Vriend en vijand, vijand en vriend, de één heeft meer van het één dan de ander, dat wisselt per individu, maar allen, wij allen, komen allemaal, ooit, vroeg of laat, die ene vijand tegen, een vijand die nimmer vriend wordt en ze lijkt onverzadigbaar, ja, ís onverzadigbaar, en niet zodra ze iemand vastgrijpt laat hij nimmer los. Nooit zegt zij: "Het is genoeg!" en onweerstaanbaar slokt zij op; mens na mens, dier na dier, vlinder na vlinder; onze laatste vijand, de dood. Slechts één keer komen we hem tegen, meteen de eerste, maar ook de laatste keer.

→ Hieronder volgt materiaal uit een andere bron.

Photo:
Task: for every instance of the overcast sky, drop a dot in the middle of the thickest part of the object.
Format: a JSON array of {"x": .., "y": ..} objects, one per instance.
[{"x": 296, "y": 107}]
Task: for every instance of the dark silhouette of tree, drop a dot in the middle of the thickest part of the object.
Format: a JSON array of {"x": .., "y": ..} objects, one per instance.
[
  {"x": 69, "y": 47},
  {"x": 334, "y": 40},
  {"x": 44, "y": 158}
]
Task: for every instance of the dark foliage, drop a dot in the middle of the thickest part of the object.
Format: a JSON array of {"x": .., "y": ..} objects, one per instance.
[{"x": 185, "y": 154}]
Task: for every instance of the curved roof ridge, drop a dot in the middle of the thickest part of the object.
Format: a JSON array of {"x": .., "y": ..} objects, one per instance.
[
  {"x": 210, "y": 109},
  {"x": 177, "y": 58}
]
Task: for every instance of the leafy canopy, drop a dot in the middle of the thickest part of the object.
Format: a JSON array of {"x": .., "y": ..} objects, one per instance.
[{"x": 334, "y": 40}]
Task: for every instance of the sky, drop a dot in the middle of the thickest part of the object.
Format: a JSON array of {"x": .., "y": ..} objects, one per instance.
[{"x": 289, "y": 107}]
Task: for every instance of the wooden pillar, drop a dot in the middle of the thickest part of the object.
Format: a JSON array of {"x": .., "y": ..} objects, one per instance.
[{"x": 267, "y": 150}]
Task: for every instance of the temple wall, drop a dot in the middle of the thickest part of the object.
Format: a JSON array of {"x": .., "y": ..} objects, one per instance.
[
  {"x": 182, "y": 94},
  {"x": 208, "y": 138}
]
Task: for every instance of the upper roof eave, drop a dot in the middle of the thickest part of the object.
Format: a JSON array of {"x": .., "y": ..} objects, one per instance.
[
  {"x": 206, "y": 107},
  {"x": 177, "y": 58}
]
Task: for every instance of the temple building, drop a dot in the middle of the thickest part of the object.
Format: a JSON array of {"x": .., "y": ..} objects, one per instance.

Slingerend daalde ik af, genoot van zonnestralen door de kaalgeworden bomen, reed de weg als enige, enige vrachtwagen, want anderen prefereren de veel betunnelde snelweg en vanaf mijn positie zag ik hier en daar vanuit berggaten enorme bruggen naar een volgend gat in de bergen springen; ik daalde af, zoals nog niet zo héél lang geleden iedereen, naar Susa; de snelweg kwam net even voor tweeduizend gereed, vervolgde weg 24, afwisselend springend naar weg 25, totdat ik bij Avigliano de snelweg nam, Turijn zuidelijk passeerde door de stad noordelijk te laten liggen en joeg de in de zeventiger jaren van de vorige eeuw gebouwde snelweg over, de autostrada dei vini, langs Asti en verliet haar bij Alessandria-noord waarna ik via Pozzolo Formigaro en Novi Ligure bij Serravalle de oude, zeer oude en kronkelige snelweg naar Genova betrad, al is bewiel of beband wellicht een juister woord, en eenmaal aangekomen tot vlak voor laatstgenoemde oude stad snorde ik links af door de vele tunnels van de aldaar, op geniale wijze, geschapen snelweg, langs Portofino, Rapallo tot aan Sestri Levante, juist de plek waar zij tot 1969 "ophield" en pas later, halverwege de jaren "70", verder werd geopend tot Livorno.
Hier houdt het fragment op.